Cuentan que había un muchacho que tenía un mal genio de esos que explotan sin control y con mucha facilidad. Su padre le quiso dar una lección de vida, así que le entregó cierta cantidad de clavos y le dijo que cada vez que perdiera la paciencia y reaccionara mal contra una persona, debía clavar uno de esos clavos detrás de la puerta.
Cuando llegó el día en que ya no hubo necesidad de clavar ninguno, porque su mal genio estaba controlado, informó a su padre de aquel gran logro. Su papá le puso un nuevo reto: por cada día que pasaba sin enojarse ni perder el control, debía retirar uno de esos clavos hasta dejar la puerta sin ninguno. Y así fue, llegó por fin el día en que terminó su tarea.
Su padre lo tomó de la mano y lo llevó hasta la puerta. Le dijo: «Has trabajado duro, hijo mío; pero mira todos esos hoyos en la puerta. Nunca más será la misma. Cada vez que tú pierdes la paciencia, dejas cicatrices exactamente como esas en cada persona que dañas»
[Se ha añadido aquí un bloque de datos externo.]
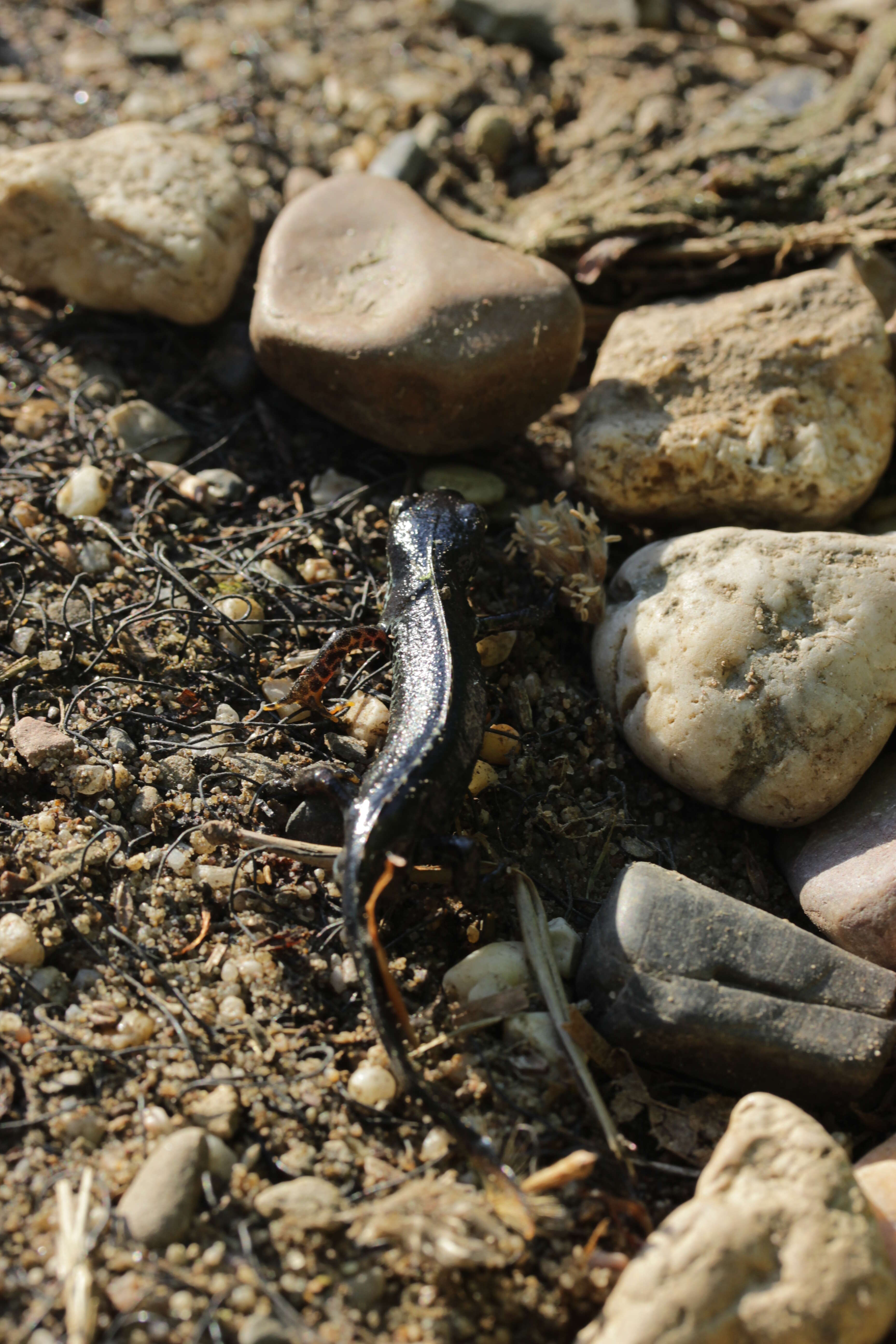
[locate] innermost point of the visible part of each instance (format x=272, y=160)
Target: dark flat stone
x=690, y=979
En efecto, cada vez que ofendemos cuando nuestra ira nos gana y perdemos el control, podremos quitar ese clavo pidiendo perdón por la ofensa, pero igual, la cicatriz queda.
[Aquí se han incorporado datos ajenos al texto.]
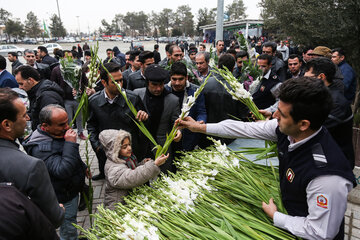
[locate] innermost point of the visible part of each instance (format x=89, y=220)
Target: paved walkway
x=352, y=216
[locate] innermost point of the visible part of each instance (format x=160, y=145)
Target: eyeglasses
x=125, y=146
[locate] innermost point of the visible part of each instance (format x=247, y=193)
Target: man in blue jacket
x=338, y=57
x=182, y=88
x=6, y=78
x=28, y=174
x=55, y=143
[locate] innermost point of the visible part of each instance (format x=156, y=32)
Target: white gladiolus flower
x=223, y=150
x=214, y=172
x=191, y=101
x=235, y=162
x=254, y=85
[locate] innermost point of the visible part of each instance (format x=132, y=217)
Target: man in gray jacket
x=28, y=174
x=54, y=142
El peor error que se puede cometer es arremeter contra alguien en un momento de furia. Son esos momentos en que decimos más de la cuenta, sin pensar mucho en el contenido de nuestras expresiones. Hay padres de familia que dejan una huella imborrable en sus hijos, a tal grado de crearles traumas severos que marcan su futuro para siempre; porque no hay peor ofensa que la que se recibe del ser del que más amor se espera, sin embargo, en esos momentos de cólera incontrolable, surgen ofensas tan graves que crean frustraciones que determinan el carácter mismo de las personas para su futuro. A no ser que un milagro de sanación interior borre esas heridas y restaure la paz en un hijo afectado, ese trauma durará para siempre.
Conviene pensar bien antes de hablar. Meditar bien si lo que vamos a decir es más importante que el silencio, sin embargo, «pensar» es lo que más cuesta en los momentos de ira.
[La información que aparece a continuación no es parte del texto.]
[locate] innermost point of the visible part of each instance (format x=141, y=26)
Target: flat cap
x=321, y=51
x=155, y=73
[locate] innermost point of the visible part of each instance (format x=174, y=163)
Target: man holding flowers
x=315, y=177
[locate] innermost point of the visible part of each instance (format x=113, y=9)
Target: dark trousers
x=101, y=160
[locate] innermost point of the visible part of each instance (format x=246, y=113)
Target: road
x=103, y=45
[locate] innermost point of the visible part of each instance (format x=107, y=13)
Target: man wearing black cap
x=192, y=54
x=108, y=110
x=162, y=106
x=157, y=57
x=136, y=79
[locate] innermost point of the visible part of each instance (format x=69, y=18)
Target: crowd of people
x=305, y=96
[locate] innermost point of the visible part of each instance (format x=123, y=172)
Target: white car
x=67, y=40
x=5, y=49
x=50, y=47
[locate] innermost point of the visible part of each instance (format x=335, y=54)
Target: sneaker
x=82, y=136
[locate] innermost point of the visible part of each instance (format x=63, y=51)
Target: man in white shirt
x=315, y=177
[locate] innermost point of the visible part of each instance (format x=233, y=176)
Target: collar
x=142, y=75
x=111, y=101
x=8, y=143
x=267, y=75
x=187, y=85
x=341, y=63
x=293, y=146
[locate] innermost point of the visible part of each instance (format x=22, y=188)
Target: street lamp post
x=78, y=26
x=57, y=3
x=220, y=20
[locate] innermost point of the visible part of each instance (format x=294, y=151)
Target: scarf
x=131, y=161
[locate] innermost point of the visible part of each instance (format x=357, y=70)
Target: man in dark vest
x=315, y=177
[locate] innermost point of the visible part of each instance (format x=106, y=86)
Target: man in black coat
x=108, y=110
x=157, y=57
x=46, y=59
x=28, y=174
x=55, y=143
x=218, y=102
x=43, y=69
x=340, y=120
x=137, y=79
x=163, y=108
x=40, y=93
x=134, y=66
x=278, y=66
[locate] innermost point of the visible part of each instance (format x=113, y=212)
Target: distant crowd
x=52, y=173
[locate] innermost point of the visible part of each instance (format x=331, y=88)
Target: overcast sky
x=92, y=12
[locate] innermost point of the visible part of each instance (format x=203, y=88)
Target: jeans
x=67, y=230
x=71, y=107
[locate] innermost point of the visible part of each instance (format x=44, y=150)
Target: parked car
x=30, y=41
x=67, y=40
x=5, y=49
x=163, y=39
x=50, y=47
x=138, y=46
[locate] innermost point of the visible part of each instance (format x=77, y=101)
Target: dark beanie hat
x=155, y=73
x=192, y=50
Hay un santo que dio una recomendación muy peculiar a una esposa para que no hablara de más cuando estuviera enojada con su esposo: le recomendó el agua bendita; sí, el agua bendita. Cuando estuviera fuera de control por su mal carácter, debía llenarse la boca con agua bendita, sin tragar ni botar esa agua, hasta que su cólera estuviera bajo control. Y problema resuelto…
Conviene meditar en estos textos bíblicos:
«Una respuesta suave calma el furor, una palabra hiriente aumenta la ira. La lengua de los sabios hace agradable la ciencia, la boca de los insensatos esparce necedad.» (Proverbios 15,1-2)
«El que demora en enojarse da muestra de inteligencia, el que no se domina manifiesta su locura» (Proverbios 14,29)
Es muy cierto que hay que amar a las personas como son, pero no por eso debemos actuar sin prever el daño que hacemos a los demás en los momentos de ira y enojo incontrolable. Eso de «así soy y así me tienen que aceptar», es irresponsable si mi forma de ser hace daño severo a los demás. Más en la familia, una herida duele y si no se sabe manejar bien esa situación para sanar y restablecer la armonía, las secuelas son capaces de causar destrucciones desastrosas.